Gunfire rang out, and the local police station was attacked by gangs.

Locals remain sceptical of the so-called 'pacification programme', launched by authorities two years ago to cut crime rates in the slums by installing police units inside communities.

"The truth is there is no pacification. The police enter inside the favela and there's still drug trafficking, nothing changes. It's all for the tourists and the gringos, and it's just because of the World Cup. It's not going to change anything," a community leader, who preferred not to be identified, told the Sunday Telegraph.

Many accuse police of using violence indiscriminately and killing the innocent.

"This effort to pacify the favelas is a failure; the police violence is only replacing what the drug gangs carried out before," Pavao Pavaozinho resident Johanas Mesquita told the Associated Press news agency.

Some critics claim that pacification programmes in the heart of the city have driven criminals to its suburbs, leading to a spike in crime rates.

The programme was initially a success, with the homicide rate as high as 37.8 per 100,000 in 2007, reduced by half to 18.9 per 100,000 in 2012.

Gangs have also launched attacks in some of the biggest favelas, including the Complexo do Alemão and Complexo da Penha in the north of the city.

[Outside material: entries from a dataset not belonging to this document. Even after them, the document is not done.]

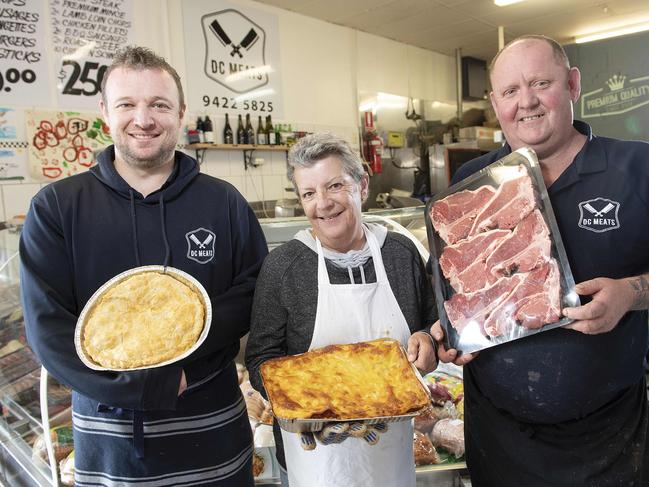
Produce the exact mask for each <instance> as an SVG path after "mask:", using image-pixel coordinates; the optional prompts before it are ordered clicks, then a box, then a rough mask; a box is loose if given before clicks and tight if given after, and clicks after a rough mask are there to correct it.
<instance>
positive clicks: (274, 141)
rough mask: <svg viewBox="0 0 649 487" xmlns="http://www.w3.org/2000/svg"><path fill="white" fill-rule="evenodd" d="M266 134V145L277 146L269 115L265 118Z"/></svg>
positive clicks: (275, 138)
mask: <svg viewBox="0 0 649 487" xmlns="http://www.w3.org/2000/svg"><path fill="white" fill-rule="evenodd" d="M266 133H267V134H268V136H267V137H268V139H267V140H268V145H277V137H276V134H275V129H274V128H273V120H272V118H271V116H270V115H268V116H267V117H266Z"/></svg>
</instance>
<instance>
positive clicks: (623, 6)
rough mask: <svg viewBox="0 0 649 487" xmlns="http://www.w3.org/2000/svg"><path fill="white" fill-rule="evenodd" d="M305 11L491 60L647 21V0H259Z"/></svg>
mask: <svg viewBox="0 0 649 487" xmlns="http://www.w3.org/2000/svg"><path fill="white" fill-rule="evenodd" d="M257 1H259V2H261V3H265V4H268V5H275V6H277V7H280V8H283V9H285V10H290V11H293V12H297V13H300V14H303V15H307V16H309V17H314V18H317V19H321V20H325V21H328V22H332V23H334V24H338V25H342V26H345V27H351V28H353V29H358V30H360V31H363V32H368V33H371V34H375V35H379V36H382V37H387V38H389V39H394V40H395V41H399V42H404V43H406V44H411V45H413V46H418V47H421V48H424V49H428V50H431V51H437V52H441V53H443V54H447V55H452V56H454V55H455V49H456V48H458V47H460V48H461V49H462V55H463V56H472V57H476V58H480V59H484V60H485V61H489V60H490V59H491V58H492V57H493V56H494V55H495V54H496V52H497V50H498V26H503V27H504V30H505V42H507V41H509V40H512V39H513V38H515V37H517V36H519V35H523V34H544V35H547V36H550V37H553V38H554V39H557V40H558V41H559V42H561V43H563V44H570V43H572V42H574V38H575V36H577V35H582V34H587V33H593V32H600V31H602V30H608V29H609V28H612V27H617V26H622V25H629V24H637V23H640V22H643V21H649V0H609V1H604V0H526V1H524V2H522V3H517V4H514V5H509V6H506V7H497V6H495V5H494V4H493V1H492V0H257Z"/></svg>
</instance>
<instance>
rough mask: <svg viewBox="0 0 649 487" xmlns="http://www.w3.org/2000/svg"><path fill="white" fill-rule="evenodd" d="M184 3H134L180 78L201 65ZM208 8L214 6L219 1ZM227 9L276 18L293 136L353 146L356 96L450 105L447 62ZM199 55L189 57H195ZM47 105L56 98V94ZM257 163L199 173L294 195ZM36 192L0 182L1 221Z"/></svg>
mask: <svg viewBox="0 0 649 487" xmlns="http://www.w3.org/2000/svg"><path fill="white" fill-rule="evenodd" d="M183 1H191V0H162V1H161V0H137V1H134V2H133V5H134V26H133V32H134V35H135V42H136V43H137V44H140V45H144V46H147V47H150V48H152V49H153V50H155V51H156V52H158V53H159V54H161V55H164V56H165V57H167V59H169V60H170V62H171V63H172V64H173V65H174V67H176V69H177V70H178V72H179V74H180V75H181V78H184V75H185V65H186V63H190V62H202V60H200V59H188V58H186V52H187V51H186V50H185V46H184V40H183V31H182V29H183V22H182V2H183ZM214 3H215V8H217V7H218V1H215V2H214ZM233 3H237V4H242V5H247V6H250V7H253V8H256V9H259V10H265V11H269V12H273V13H274V14H276V15H277V17H278V24H279V35H280V49H281V50H280V56H281V75H282V87H283V101H284V106H283V114H284V115H283V117H282V119H277V120H276V119H273V122H274V123H282V122H285V123H291V125H292V128H293V129H294V130H304V131H309V132H315V131H330V132H334V133H336V134H339V135H341V136H343V137H345V138H346V139H347V140H349V141H350V142H351V143H352V144H353V145H354V146H355V147H358V127H359V125H360V118H361V117H360V113H359V111H358V100H357V98H358V95H357V93H358V92H359V91H360V90H363V91H376V92H377V93H378V92H383V93H390V94H395V95H400V96H412V97H415V98H424V99H428V100H440V101H446V102H453V100H454V99H455V85H456V83H455V61H454V58H452V57H450V56H445V55H442V54H438V53H434V52H431V51H426V50H423V49H419V48H416V47H413V46H408V45H406V44H402V43H399V42H395V41H392V40H389V39H386V38H382V37H378V36H374V35H370V34H366V33H363V32H359V31H356V30H353V29H349V28H346V27H341V26H337V25H334V24H330V23H327V22H323V21H319V20H315V19H311V18H309V17H305V16H303V15H300V14H296V13H293V12H289V11H285V10H282V9H279V8H275V7H272V6H267V5H262V4H259V3H256V2H252V1H243V0H241V1H236V2H233ZM198 51H199V50H195V51H192V52H196V55H197V56H198ZM53 89H54V88H53ZM52 99H54V100H56V96H53V97H52ZM9 108H12V107H9ZM22 108H25V107H22ZM36 108H46V109H62V110H66V109H70V107H36ZM192 108H193V110H192V111H190V112H189V113H188V114H187V118H186V120H185V121H187V120H189V119H195V117H196V116H198V115H205V114H208V115H210V118H212V119H213V120H214V122H215V133H216V134H217V140H219V139H220V134H221V131H222V127H223V121H224V120H223V118H222V117H219V116H215V115H213V114H211V113H210V112H209V111H202V110H201V109H200V108H198V110H197V109H196V108H194V107H190V109H192ZM190 154H191V152H190ZM192 155H193V154H192ZM255 157H256V158H258V159H263V163H262V164H261V165H259V166H258V167H255V168H251V169H248V170H245V169H244V163H243V155H242V153H241V152H240V151H211V152H210V151H208V152H207V153H206V156H205V159H204V162H203V165H202V168H201V170H202V171H204V172H205V173H207V174H210V175H213V176H216V177H219V178H221V179H224V180H227V181H229V182H231V183H232V184H233V185H234V186H236V187H237V189H239V191H241V193H242V194H243V195H244V196H245V197H246V198H247V199H248V200H249V201H259V200H274V199H279V198H282V197H292V196H293V193H292V190H287V188H289V187H290V183H289V181H288V180H287V179H286V156H285V154H284V153H282V152H269V151H256V152H255ZM42 186H43V184H42V183H39V182H36V181H28V180H26V181H22V182H16V181H4V182H0V196H1V197H0V218H1V219H2V220H6V219H9V218H11V217H12V216H14V215H17V214H23V213H25V212H26V211H27V209H28V206H29V201H30V199H31V198H32V196H33V195H34V194H36V192H37V191H38V190H39V189H40V188H41V187H42Z"/></svg>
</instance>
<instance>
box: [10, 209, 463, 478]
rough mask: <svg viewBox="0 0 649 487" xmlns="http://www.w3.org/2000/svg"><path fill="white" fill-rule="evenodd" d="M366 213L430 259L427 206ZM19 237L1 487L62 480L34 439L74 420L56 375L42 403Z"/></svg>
mask: <svg viewBox="0 0 649 487" xmlns="http://www.w3.org/2000/svg"><path fill="white" fill-rule="evenodd" d="M363 216H364V220H365V221H368V222H377V223H380V224H383V225H385V226H386V227H387V228H388V229H389V230H392V231H396V232H399V233H403V234H405V235H407V236H408V237H409V238H411V239H412V240H413V242H414V243H415V245H416V246H417V248H418V249H419V252H420V253H421V255H422V258H423V259H424V260H427V259H428V255H429V254H428V242H427V237H426V225H425V221H424V207H414V208H403V209H396V210H380V211H374V212H369V213H365V214H364V215H363ZM260 223H261V226H262V229H263V231H264V234H265V235H266V239H267V241H268V246H269V248H271V249H272V248H275V247H277V246H279V245H281V244H282V243H284V242H287V241H288V240H290V239H291V238H292V237H293V235H295V233H296V232H297V231H299V230H301V229H303V228H307V227H308V226H309V222H308V220H307V219H306V218H305V217H292V218H282V219H262V220H260ZM18 240H19V233H18V231H17V229H11V228H9V229H0V405H1V406H2V417H1V418H0V446H1V448H0V487H1V486H4V485H6V486H11V487H14V486H16V487H22V486H38V487H42V486H54V485H60V484H58V482H59V480H58V476H57V475H55V473H56V471H55V470H54V471H53V469H52V468H50V464H51V463H52V462H50V461H48V454H47V451H46V450H44V449H43V448H39V445H40V444H41V443H42V440H41V443H39V444H37V448H36V449H34V443H35V442H36V440H37V439H39V438H44V437H43V423H44V422H43V419H42V418H45V419H46V421H45V424H46V425H47V426H46V429H47V430H50V429H51V428H53V427H54V426H60V425H65V424H68V423H69V422H70V400H71V399H70V391H69V389H67V388H66V387H65V386H62V385H61V384H59V383H58V382H56V381H55V380H54V379H53V378H52V377H51V376H50V377H49V380H47V379H46V380H45V381H44V383H43V384H42V386H44V387H43V390H42V392H43V393H44V396H43V397H47V398H48V399H47V401H46V405H45V406H46V408H45V409H42V408H41V406H42V401H41V400H40V397H41V395H40V394H41V390H40V387H41V383H40V382H41V366H40V364H39V363H38V361H37V359H36V358H35V356H34V355H33V353H32V352H31V350H30V348H29V346H28V345H27V343H26V339H25V329H24V322H23V315H22V307H21V303H20V287H19V284H20V275H19V257H18ZM43 377H46V374H43ZM42 412H43V413H44V414H42ZM57 453H59V452H58V451H57ZM50 454H52V452H50ZM57 462H58V459H57V461H56V462H54V464H56V463H57ZM464 468H465V464H464V463H463V462H459V463H454V464H452V465H430V466H423V467H418V468H417V486H418V487H424V486H428V485H435V486H448V487H454V486H456V485H460V475H459V473H460V472H462V471H463V470H462V469H464ZM55 479H56V480H55ZM257 484H258V485H279V478H278V477H275V476H274V477H272V478H266V479H264V480H258V481H257Z"/></svg>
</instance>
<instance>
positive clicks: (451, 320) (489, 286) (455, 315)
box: [444, 274, 523, 333]
mask: <svg viewBox="0 0 649 487" xmlns="http://www.w3.org/2000/svg"><path fill="white" fill-rule="evenodd" d="M522 280H523V279H522V277H521V275H520V274H514V275H513V276H512V277H502V278H500V279H499V280H498V281H496V282H495V283H494V284H493V285H491V286H489V287H488V288H485V289H481V290H480V291H476V292H473V293H467V294H462V293H459V294H455V295H454V296H453V297H452V298H451V299H449V300H448V301H445V302H444V308H445V309H446V314H447V315H448V319H449V321H450V322H451V324H452V325H453V327H454V328H455V329H456V330H457V332H458V333H462V330H463V329H464V328H465V327H466V326H467V325H468V324H469V323H470V322H471V321H475V322H477V323H478V324H479V325H480V329H481V330H482V331H483V333H484V328H483V325H482V324H483V323H484V321H485V319H486V318H487V317H488V316H489V314H490V313H491V311H492V310H493V309H494V308H495V307H497V306H498V305H499V304H500V302H501V301H503V300H504V299H505V298H506V297H507V296H509V294H510V293H511V292H512V291H513V289H514V288H515V287H516V286H517V285H518V284H520V282H521V281H522Z"/></svg>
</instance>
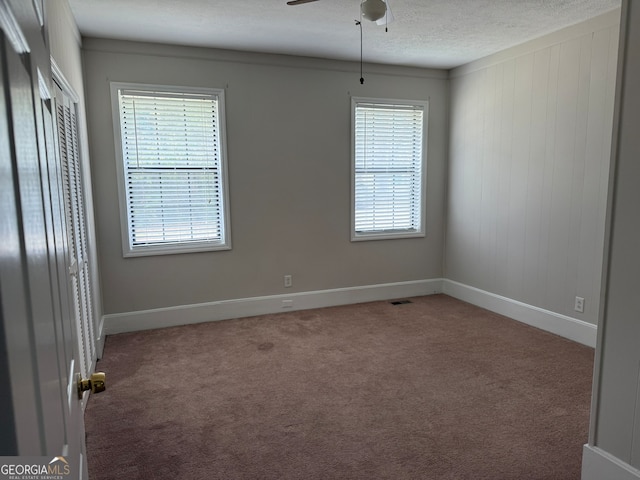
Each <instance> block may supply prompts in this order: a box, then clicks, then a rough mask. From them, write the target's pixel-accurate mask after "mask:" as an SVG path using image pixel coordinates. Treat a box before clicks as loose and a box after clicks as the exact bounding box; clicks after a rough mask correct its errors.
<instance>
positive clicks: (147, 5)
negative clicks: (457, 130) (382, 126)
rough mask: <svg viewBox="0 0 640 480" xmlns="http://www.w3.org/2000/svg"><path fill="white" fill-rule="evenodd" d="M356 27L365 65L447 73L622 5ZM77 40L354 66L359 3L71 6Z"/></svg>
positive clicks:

There has also been an increase in street robberies, from 4,700 last year, to 6,700 this year. Brazils's murder rate of 50,000 a year, according to the UN, continues to make it a more dangerous place than Rwanda, Sierra Leone and Nicaragua.

With 600,000 fans from around the world expected to flock to Brazil's host cities, the authorities declare themselves confident that of their ability to maintain security.

"I can assure you that Brazil has conducted a very well-planned operation to secure the 12 cities," he said.

"Rio de Janeiro will be prepared for the World Cup," Gen. Roberto Escoto told CNN.